BerlinThe migrant – who still thinks today of a person whose family comes from Italy, Portugal, France? Rather, the migrant is a Turk, a Persian or, for example, an Arab. In Germany, a distinction is often made between people with an immigrant background, they are put into completely different boxes. At least that’s how I feel. There are those who are capable of integration and to a certain extent have already (outwardly) merged with society, the so-called German leading culture. And those who – it is often claimed – do not integrate themselves, do not want to have anything to do with “the Germans”, who stay with one another, isolate themselves, are not at all interested in the country in which they have lived for many decades. Neither socially nor politically nor culturally. And on top of that, they constantly complain about how violently and how often they are discriminated against – but you don’t hear a single complaint from Japanese or Greek communities.

For a long time I could not explain to myself the origin of this artificial separation – until the number of readers’ emails increased and I recognized a common thread. Religion. Islam, as one reader wrote to me, cannot be integrated and is not compatible with the German Basic Law. Another reader went further and declared all those who belong to the Islamic faith to be filthy Islamists who want to kill those who think differently and are all potential murderers (and a few other things that would not be printable). Islam is not a religion, but a perfidious sect, it said elsewhere. Anyone who is a Muslim cannot be a European.

I am not concerned with the very absurd content of the letters, but with the fact that apparently many are convinced that all people of Turkish descent are Muslim, including myself. And this religious affiliation, I believe, seems to “distinguish” one migrant from the other. I find that incredibly crazy.
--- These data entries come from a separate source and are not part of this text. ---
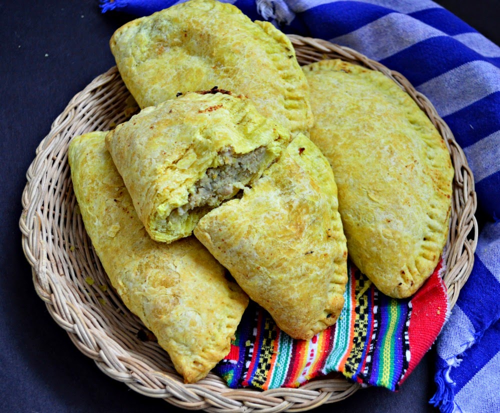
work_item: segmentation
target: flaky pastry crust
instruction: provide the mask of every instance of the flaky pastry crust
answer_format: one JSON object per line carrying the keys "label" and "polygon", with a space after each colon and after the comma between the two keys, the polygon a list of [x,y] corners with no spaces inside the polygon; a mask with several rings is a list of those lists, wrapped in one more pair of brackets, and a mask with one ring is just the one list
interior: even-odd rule
{"label": "flaky pastry crust", "polygon": [[[156,240],[190,235],[203,215],[259,178],[292,138],[249,99],[208,92],[143,109],[106,136],[139,218]],[[208,203],[200,199],[202,180],[212,180],[211,190],[218,174],[228,172],[222,168],[236,170],[241,156],[255,151],[260,155],[243,166],[248,172],[244,180],[228,184],[222,195]]]}
{"label": "flaky pastry crust", "polygon": [[125,305],[188,382],[229,352],[248,297],[194,237],[152,240],[104,147],[105,132],[74,138],[68,159],[85,228]]}
{"label": "flaky pastry crust", "polygon": [[240,199],[200,221],[194,235],[292,337],[336,320],[347,249],[328,162],[299,134]]}
{"label": "flaky pastry crust", "polygon": [[214,86],[251,99],[292,133],[312,124],[307,82],[288,38],[237,8],[191,0],[130,22],[110,41],[140,108]]}
{"label": "flaky pastry crust", "polygon": [[353,262],[384,294],[408,297],[446,242],[454,169],[436,128],[382,73],[340,60],[303,67]]}

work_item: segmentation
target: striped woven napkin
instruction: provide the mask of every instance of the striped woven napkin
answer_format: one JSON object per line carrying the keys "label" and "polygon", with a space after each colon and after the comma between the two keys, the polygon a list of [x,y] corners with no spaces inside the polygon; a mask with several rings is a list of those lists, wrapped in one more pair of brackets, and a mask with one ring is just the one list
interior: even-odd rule
{"label": "striped woven napkin", "polygon": [[[486,224],[472,274],[438,340],[432,402],[444,412],[500,412],[500,48],[428,0],[230,2],[252,20],[352,48],[401,72],[450,126],[474,174]],[[102,6],[144,16],[176,2]]]}
{"label": "striped woven napkin", "polygon": [[440,263],[411,299],[380,292],[352,264],[336,323],[310,340],[282,332],[251,303],[226,358],[216,368],[232,388],[298,387],[340,372],[362,385],[396,390],[430,348],[448,314]]}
Almost as crazy as if I assumed every German to be a Christian. And in introductory talks I would ask: “And, are you Protestant or Catholic?” Or: “And, in which church are you a member?”

It is still not possible for some people in Germany to free themselves from mental automatisms. It shouldn’t really matter who believes in what. Instead: Turk equals Muslim. And the reconciliations: He’s only going to watch Turkish state television. Adored certainly Erdogan. He’s sure not to let his wife out of the house.
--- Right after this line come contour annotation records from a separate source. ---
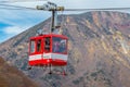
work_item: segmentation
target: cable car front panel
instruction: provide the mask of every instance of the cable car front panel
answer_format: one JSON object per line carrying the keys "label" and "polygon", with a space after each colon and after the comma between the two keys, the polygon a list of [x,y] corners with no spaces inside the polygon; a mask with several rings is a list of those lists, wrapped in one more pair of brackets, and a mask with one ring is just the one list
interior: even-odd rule
{"label": "cable car front panel", "polygon": [[67,64],[67,37],[63,35],[42,35],[30,38],[30,66],[64,66]]}

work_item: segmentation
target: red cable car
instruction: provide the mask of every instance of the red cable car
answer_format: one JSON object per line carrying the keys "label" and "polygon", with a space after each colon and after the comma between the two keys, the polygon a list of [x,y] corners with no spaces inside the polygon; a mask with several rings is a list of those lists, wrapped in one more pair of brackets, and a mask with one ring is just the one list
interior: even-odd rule
{"label": "red cable car", "polygon": [[64,66],[67,64],[67,37],[63,35],[39,35],[30,38],[30,66]]}
{"label": "red cable car", "polygon": [[[64,35],[54,34],[54,29],[58,28],[56,21],[56,12],[64,11],[64,7],[56,7],[55,3],[48,2],[48,7],[37,7],[38,10],[52,12],[52,24],[50,34],[40,34],[30,37],[29,41],[29,65],[30,66],[66,66],[67,65],[67,40]],[[65,75],[65,71],[63,72]]]}

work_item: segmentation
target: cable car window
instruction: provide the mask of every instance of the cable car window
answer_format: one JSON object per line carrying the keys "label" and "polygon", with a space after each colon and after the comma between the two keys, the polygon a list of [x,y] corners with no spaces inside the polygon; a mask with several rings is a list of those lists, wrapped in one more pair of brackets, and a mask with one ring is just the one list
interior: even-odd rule
{"label": "cable car window", "polygon": [[44,50],[50,51],[50,37],[44,39]]}
{"label": "cable car window", "polygon": [[35,52],[35,40],[30,41],[30,53]]}
{"label": "cable car window", "polygon": [[37,52],[41,52],[41,39],[37,41]]}
{"label": "cable car window", "polygon": [[60,37],[53,37],[52,51],[60,53],[67,52],[67,40]]}

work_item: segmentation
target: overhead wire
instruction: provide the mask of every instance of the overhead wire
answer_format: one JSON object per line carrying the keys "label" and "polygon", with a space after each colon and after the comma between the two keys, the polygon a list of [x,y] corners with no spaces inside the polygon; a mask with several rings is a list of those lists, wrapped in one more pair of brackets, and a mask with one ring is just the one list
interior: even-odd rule
{"label": "overhead wire", "polygon": [[[12,4],[0,4],[0,5],[9,8],[9,9],[13,8],[12,10],[23,10],[23,9],[26,9],[26,10],[37,10],[35,8],[18,7],[18,5],[12,5]],[[4,9],[2,7],[0,7],[0,9]]]}
{"label": "overhead wire", "polygon": [[3,0],[0,3],[14,3],[14,2],[35,2],[35,1],[49,1],[49,0]]}
{"label": "overhead wire", "polygon": [[[20,5],[12,5],[12,4],[6,4],[6,3],[3,3],[1,4],[1,7],[5,7],[6,9],[9,8],[13,8],[13,9],[10,9],[10,10],[22,10],[22,9],[26,9],[26,10],[36,10],[36,11],[39,11],[37,10],[36,8],[27,8],[27,7],[20,7]],[[0,9],[4,9],[4,8],[1,8]],[[110,10],[130,10],[130,8],[100,8],[100,9],[64,9],[64,11],[110,11]],[[41,10],[41,11],[47,11],[47,10]]]}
What does this person of Turkish origin have to do to no longer be assigned to the “migrant” category? In order to gain a foothold in German society, free from prejudice, once and for all. Sometimes I have the feeling that in Germany certain cultures, such as the Italian or French, are welcome, can and should be lived out. People from Turkish or Arab communities, on the other hand, have to suppress their cultural (and religious) identity as much as possible, even give up, in order to be recognized as willing and able to integrate. Perhaps one or the other at work or among friends even hides their belief in Islam for fear of being seen through different eyes.

Who is surprised that it is precisely they who complain of discrimination?